JEJAK DILACAK, PELAKU DIRINGKUS!

Berkat penyelidikan presisi yang menelusuri serat-serat data, tim kepolisian berhasil melacak hingga ke sarang pelaku dan mengamankan tersangka kunci berinisial AAK asal Demak, Jawa Tengah. Kabid Humas Polda Jatim, Kombes Pol. Jules Abraham Abast, dengan tegas memaparkan kemenangan ini di hadapan pers: "Kejahatan siber yang berani merampas hak akses lembaga pendidikan dan negara serta mencoreng citranya demi keuntungan haram judi online, telah kami putus aksinya. Polri tidak membiarkan ruang digital menjadi ladang penjahat!" ujarnya dalam konferensi pers Kamis (30/7/2026).

 

MODUS LICIK YANG DIUNGKAP TUNTAS

Direktur Ditressiber, Kombes Pol. Bimo Ariyanto, S.H., S.I.K., membongkar taktik pelaku yang kini terbongkar total:

✅ Menyusup lewat celah keamanan yang terabaikan.

✅ Mengambil alih otoritas domain secara paksa & memblokir pemilik sah.

✅ Memperjualbelikan "aset bajakan" di pasar gelap Telegram bernama S-X MARKETS.

✅ Menyisipkan subdomain berisi iklan judi yang menipu pengunjung.

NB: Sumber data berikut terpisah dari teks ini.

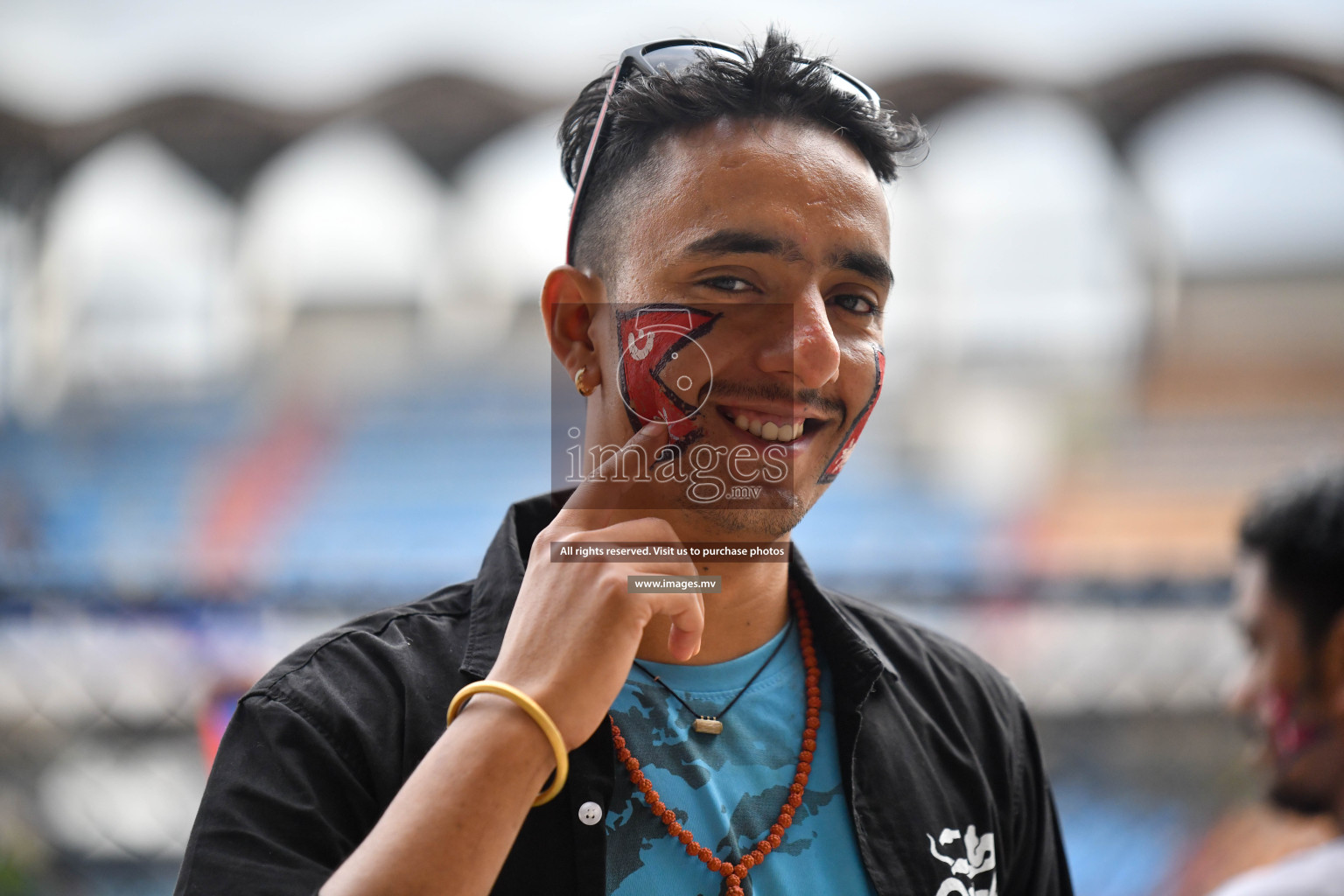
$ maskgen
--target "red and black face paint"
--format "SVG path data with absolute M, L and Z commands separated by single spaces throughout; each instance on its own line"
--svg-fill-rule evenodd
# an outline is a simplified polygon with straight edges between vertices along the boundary
M 720 317 L 722 312 L 672 304 L 617 309 L 621 399 L 630 429 L 665 420 L 672 445 L 681 447 L 704 437 L 698 419 L 714 386 L 714 369 L 696 340 Z
M 821 473 L 817 480 L 821 485 L 828 485 L 840 476 L 840 470 L 844 469 L 845 462 L 849 459 L 849 454 L 853 451 L 853 446 L 859 442 L 859 435 L 863 434 L 863 426 L 868 422 L 868 416 L 872 414 L 872 408 L 878 406 L 878 396 L 882 394 L 882 377 L 887 372 L 887 355 L 878 345 L 872 349 L 872 395 L 868 396 L 868 403 L 863 406 L 863 410 L 853 418 L 853 423 L 849 424 L 849 431 L 845 433 L 844 441 L 836 453 L 831 455 L 831 461 L 827 462 L 827 469 Z
M 1278 766 L 1288 766 L 1325 733 L 1318 723 L 1305 721 L 1298 711 L 1298 700 L 1286 690 L 1277 689 L 1266 697 L 1270 751 Z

"Kami memulihkan kedaulatan website ini agar kembali suci dari konten berbahaya," tegas Bimo dengan tajam.

 

LUAS DAMPAK, TEGAS PENANGANAN

Kejahatan ini merambah lintas provinsi, namun Polda Jatim mampu memotong jalannya:

➡️ 80 Sekolah & 20 Perguruan Tinggi (termasuk Univ. PGRI Madiun)

➡️ 13 Instansi Pemerintah

➡️ 147 Perusahaan Swasta

 

BUKTI MENGGUNUNG, TERSANGKA DIKURUNG, JARINGAN DIBURU

Penyidik menyita perangkat bukti krusial: HP, akun Telegram, dompet digital, dan rekening bank. Tersangka kini tertahan jeruji besi. Namun ketajaman polisi tak berhenti: penyidikan diperluas untuk memburu jejak pembeli dan otak di balik layar agar kejahatan tidak berulang.

 

APRESIASI MENDALAM DUNIA PENDIDIKAN

Bambang Eko Nugroho, S.H. (Unipma), mengaku lega dan bangga: "Polri adalah benteng kami. Terima kasih telah membersihkan nama institusi kami dari fitnah digital!"

 

PERINGATAN KERAS POLISI:

Tidak ada celah gelap yang abadi! Perkuat sistem keamanan Anda, dan percayakan keamanan digital kepada kejelian aparat. Kejahatan siber akan selalu menemukan jalannya diputus oleh kepolisian yang sigap!